Teenage girls to be sentenced for battering woman to death

Updated

Two teenage girls who murdered a 39-year-old woman by battering her to death with household objects in a five-hour ordeal will be sentenced today.

The girls, who cannot be named, were 13 and 14 when they attacked Angela Wrightson in the lounge of her home in Hartlepool, Co Durham, using weapons including a shovel, a TV, a coffee table and a stick studded with screws.

They left Miss Wrightson with more than 100 injuries on her body.

During the attack, the pair took selfies of themselves and even posted a picture on social media taken in the police van after the incident.
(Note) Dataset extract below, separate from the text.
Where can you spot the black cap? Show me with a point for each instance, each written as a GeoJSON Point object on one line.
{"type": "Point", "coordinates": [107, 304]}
The girls, who are now both 15, were in tears in the dock after they were convicted at Leeds Crown Court on Wednesday.

Prosecutors said afterwards: "In our society it is hard to imagine that two girls of such a young age could be capable of such violence."

Miss Wrightson, who was 5ft 4ins and weighed six-and-a-half stone, was found dead in her blood-spattered living room in December 2014.

While at the house, the younger girl made a phone call over Facebook to a friend who heard her say: "Go on (older girl). Smash her head in. Bray her. F****** kill her," as another laughed in the background.

A selfie posted to Snapchat showed the defendants smiling with Miss Wrightson pictured in the background shortly before her death, with further selfies showing the girls drinking cider from a bottle.

The picture taken in the police vehicle was posted to the social media site Snapchat with the message: "Me and (older girl) in the back, on the bizzie van again."

The trial heard that the girls had visited Miss Wrightson, an alcoholic known as "Alco Ange", on a number of occasions as she would buy them alcohol and cigarettes.

On the evening of the murder, they let themselves into her home and asked Miss Wrightson to go to the shop for them.

Both had been drinking before they arrived and the older girl told the court she had taken prescription drugs earlier in the day.

Gerry Wareham, of the Crown Prosecution Service, said on Wednesday: "In our society it is hard to imagine that two girls of such a young age could be capable of such violence.

"The attack that the girls committed against Angela Wrightson was brutal and sustained. One can only imagine the fear and distress that she must have felt in the final hours of her life."

Detective Chief Superintendent Peter McPhillips, of Cleveland Police, said he had never come across a crime like it in his 25-year career.

The girls will be sentenced at Leeds Crown Court.